Tying Medicare Part B Drug Prices to International Reference Pricing Will Devastate R&D

Duane Schulthess, MBA; Daniel Gassull, PhD; Steven Maisel, FCA

First published 26 November 2019

Abstract

According to Secretary Azar of Health and Human Services, implementing international reference pricing (IPI) in Medicare Part B will have minimal impacts. He has stated, “These savings, while substantial for American patients and taxpayers, cannot possibly pull out more than 1 percent of R&D.” As companies traditionally spend 20% of free cash flow on R&D, we have measured the IPI impact according to industry standard metrics. The potential negative impacts of the international reference pricing plan, as it is currently structured, are numerous. Companies are likely to avoid developing Medicare Bart B physician-administered drugs in the future if it comes to fruition. Further, if distributing in any of the included countries in the benchmarking exercise that traditionally have prices far below that of the United States has the impact of creating lower US prices where the industry currently derives more than 80% of their global profit, companies will simply not seek market access in those benchmarked countries and patients in those countries will not receive the medicines they need.

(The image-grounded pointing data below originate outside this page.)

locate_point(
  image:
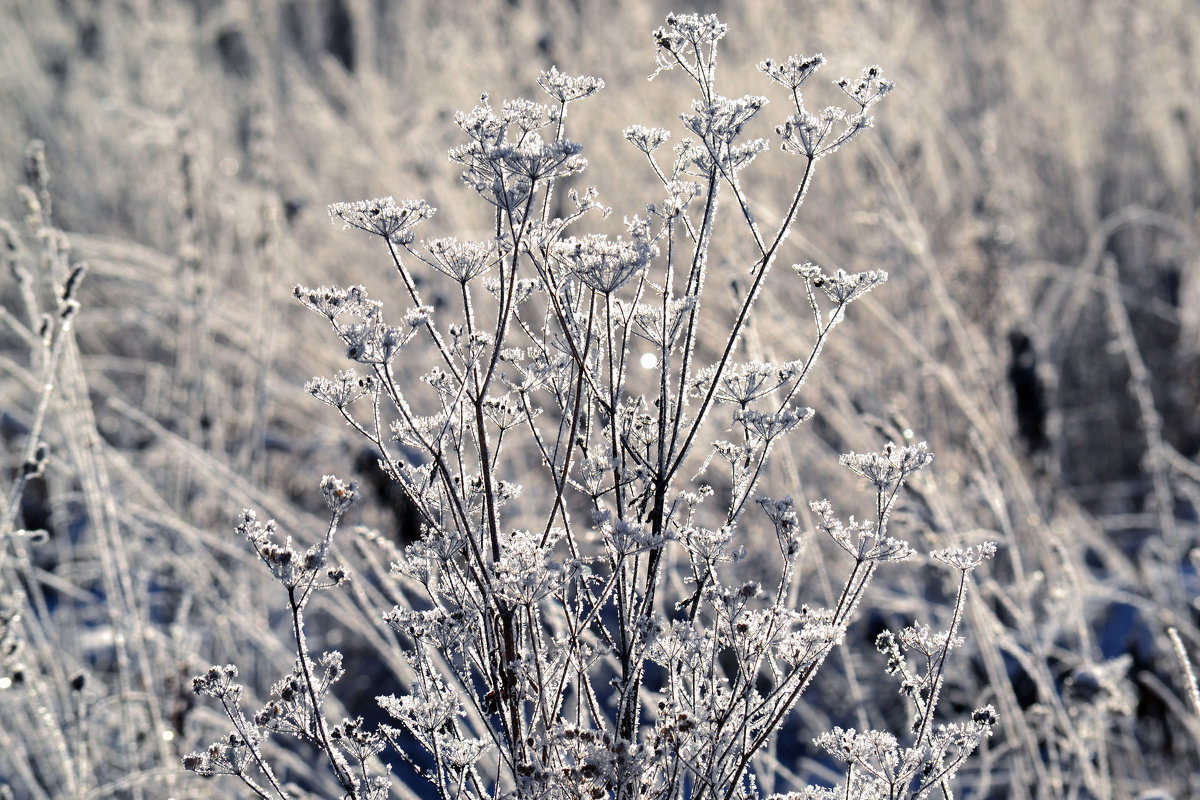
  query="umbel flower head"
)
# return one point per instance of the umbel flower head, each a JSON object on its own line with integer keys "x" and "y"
{"x": 891, "y": 467}
{"x": 607, "y": 264}
{"x": 382, "y": 216}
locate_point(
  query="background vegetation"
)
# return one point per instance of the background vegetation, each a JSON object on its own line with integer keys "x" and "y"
{"x": 1032, "y": 190}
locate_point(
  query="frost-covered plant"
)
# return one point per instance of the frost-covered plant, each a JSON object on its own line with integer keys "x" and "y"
{"x": 587, "y": 641}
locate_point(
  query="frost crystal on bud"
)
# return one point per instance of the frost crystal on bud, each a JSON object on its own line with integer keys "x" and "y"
{"x": 891, "y": 467}
{"x": 462, "y": 260}
{"x": 841, "y": 287}
{"x": 607, "y": 264}
{"x": 339, "y": 495}
{"x": 382, "y": 216}
{"x": 646, "y": 139}
{"x": 965, "y": 558}
{"x": 868, "y": 89}
{"x": 567, "y": 89}
{"x": 793, "y": 72}
{"x": 346, "y": 388}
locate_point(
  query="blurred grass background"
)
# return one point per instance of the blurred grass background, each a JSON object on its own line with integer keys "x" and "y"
{"x": 1031, "y": 187}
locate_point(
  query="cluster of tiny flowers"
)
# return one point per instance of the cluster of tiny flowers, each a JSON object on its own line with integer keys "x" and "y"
{"x": 286, "y": 563}
{"x": 646, "y": 139}
{"x": 868, "y": 89}
{"x": 543, "y": 620}
{"x": 607, "y": 264}
{"x": 793, "y": 72}
{"x": 462, "y": 260}
{"x": 342, "y": 390}
{"x": 382, "y": 216}
{"x": 891, "y": 467}
{"x": 965, "y": 558}
{"x": 334, "y": 301}
{"x": 685, "y": 37}
{"x": 567, "y": 89}
{"x": 859, "y": 539}
{"x": 748, "y": 382}
{"x": 841, "y": 287}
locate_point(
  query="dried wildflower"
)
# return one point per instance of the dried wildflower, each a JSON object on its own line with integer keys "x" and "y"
{"x": 720, "y": 121}
{"x": 745, "y": 383}
{"x": 339, "y": 495}
{"x": 331, "y": 301}
{"x": 868, "y": 89}
{"x": 793, "y": 72}
{"x": 688, "y": 40}
{"x": 891, "y": 467}
{"x": 346, "y": 388}
{"x": 607, "y": 264}
{"x": 807, "y": 133}
{"x": 646, "y": 139}
{"x": 462, "y": 260}
{"x": 965, "y": 558}
{"x": 861, "y": 539}
{"x": 567, "y": 89}
{"x": 841, "y": 287}
{"x": 382, "y": 216}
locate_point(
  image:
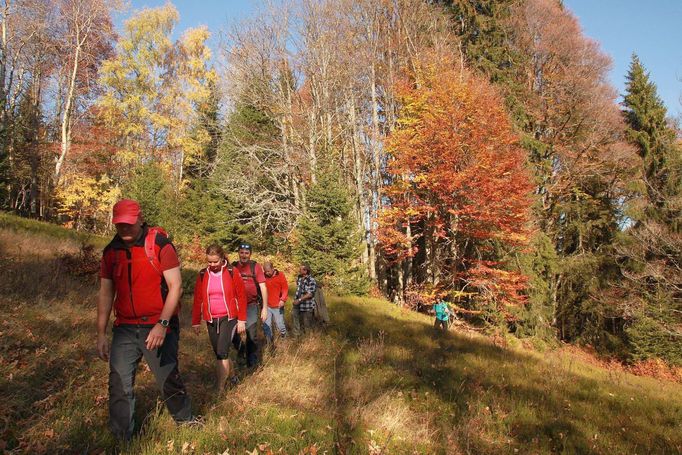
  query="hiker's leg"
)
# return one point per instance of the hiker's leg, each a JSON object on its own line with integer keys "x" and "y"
{"x": 278, "y": 317}
{"x": 252, "y": 315}
{"x": 163, "y": 362}
{"x": 307, "y": 321}
{"x": 221, "y": 332}
{"x": 124, "y": 356}
{"x": 268, "y": 327}
{"x": 295, "y": 321}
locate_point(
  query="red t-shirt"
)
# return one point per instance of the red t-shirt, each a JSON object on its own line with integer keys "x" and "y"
{"x": 278, "y": 289}
{"x": 251, "y": 290}
{"x": 167, "y": 256}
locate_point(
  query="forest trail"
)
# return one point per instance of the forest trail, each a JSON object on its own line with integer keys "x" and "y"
{"x": 376, "y": 381}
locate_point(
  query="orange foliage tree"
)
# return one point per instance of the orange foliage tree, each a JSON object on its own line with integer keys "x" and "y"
{"x": 460, "y": 193}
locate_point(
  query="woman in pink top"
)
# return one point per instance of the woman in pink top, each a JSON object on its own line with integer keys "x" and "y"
{"x": 220, "y": 300}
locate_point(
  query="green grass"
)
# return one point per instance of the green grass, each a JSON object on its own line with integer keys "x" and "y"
{"x": 44, "y": 229}
{"x": 376, "y": 381}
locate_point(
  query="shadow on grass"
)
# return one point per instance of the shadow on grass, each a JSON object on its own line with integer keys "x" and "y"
{"x": 489, "y": 399}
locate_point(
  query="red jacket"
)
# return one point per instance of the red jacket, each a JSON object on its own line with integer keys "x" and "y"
{"x": 278, "y": 289}
{"x": 140, "y": 289}
{"x": 234, "y": 296}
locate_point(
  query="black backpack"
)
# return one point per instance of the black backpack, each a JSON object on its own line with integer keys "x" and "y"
{"x": 253, "y": 277}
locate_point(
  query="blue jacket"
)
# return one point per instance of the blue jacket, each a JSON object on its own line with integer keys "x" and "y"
{"x": 441, "y": 309}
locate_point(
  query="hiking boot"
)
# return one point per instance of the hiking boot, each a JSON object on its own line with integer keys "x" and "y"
{"x": 193, "y": 422}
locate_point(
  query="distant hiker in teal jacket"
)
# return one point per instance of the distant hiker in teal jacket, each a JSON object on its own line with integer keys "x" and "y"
{"x": 442, "y": 315}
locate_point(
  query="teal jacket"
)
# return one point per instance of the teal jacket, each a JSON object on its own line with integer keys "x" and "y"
{"x": 441, "y": 309}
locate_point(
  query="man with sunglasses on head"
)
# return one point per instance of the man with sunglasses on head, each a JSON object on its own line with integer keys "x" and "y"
{"x": 256, "y": 293}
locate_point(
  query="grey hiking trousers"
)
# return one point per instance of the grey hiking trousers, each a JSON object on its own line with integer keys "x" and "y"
{"x": 127, "y": 349}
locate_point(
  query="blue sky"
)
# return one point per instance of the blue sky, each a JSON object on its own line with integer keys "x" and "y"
{"x": 650, "y": 28}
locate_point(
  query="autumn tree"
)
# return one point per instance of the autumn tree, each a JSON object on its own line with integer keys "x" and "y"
{"x": 461, "y": 193}
{"x": 87, "y": 33}
{"x": 154, "y": 89}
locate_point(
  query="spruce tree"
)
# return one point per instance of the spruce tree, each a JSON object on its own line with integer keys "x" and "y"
{"x": 327, "y": 237}
{"x": 652, "y": 245}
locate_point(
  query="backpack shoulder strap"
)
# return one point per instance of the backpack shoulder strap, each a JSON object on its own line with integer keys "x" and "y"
{"x": 253, "y": 276}
{"x": 150, "y": 245}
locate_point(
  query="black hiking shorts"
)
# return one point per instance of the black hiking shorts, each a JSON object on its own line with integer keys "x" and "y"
{"x": 220, "y": 332}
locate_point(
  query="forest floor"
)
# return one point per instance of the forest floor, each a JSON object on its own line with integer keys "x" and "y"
{"x": 378, "y": 380}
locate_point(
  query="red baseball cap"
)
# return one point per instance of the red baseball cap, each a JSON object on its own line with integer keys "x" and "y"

The idea that companies will be able to unilaterally raise prices in Europe defies logic and practice. Many countries in the EU have been threatening IP rights under the TRIPS clauses of the WTO for several years because of their belief that pharmaceutical pricing is unacceptably high right now, without the IPI. Harnessing real-world evidence would allow for increased competition by faster time to market. One wonders why an approach encompassing the improved time to market was not considered, as the reference pricing proposal as it stands now, ultimately, will reduce R&D budgets, impair the overall investment climate, and deprive patients the new medicines.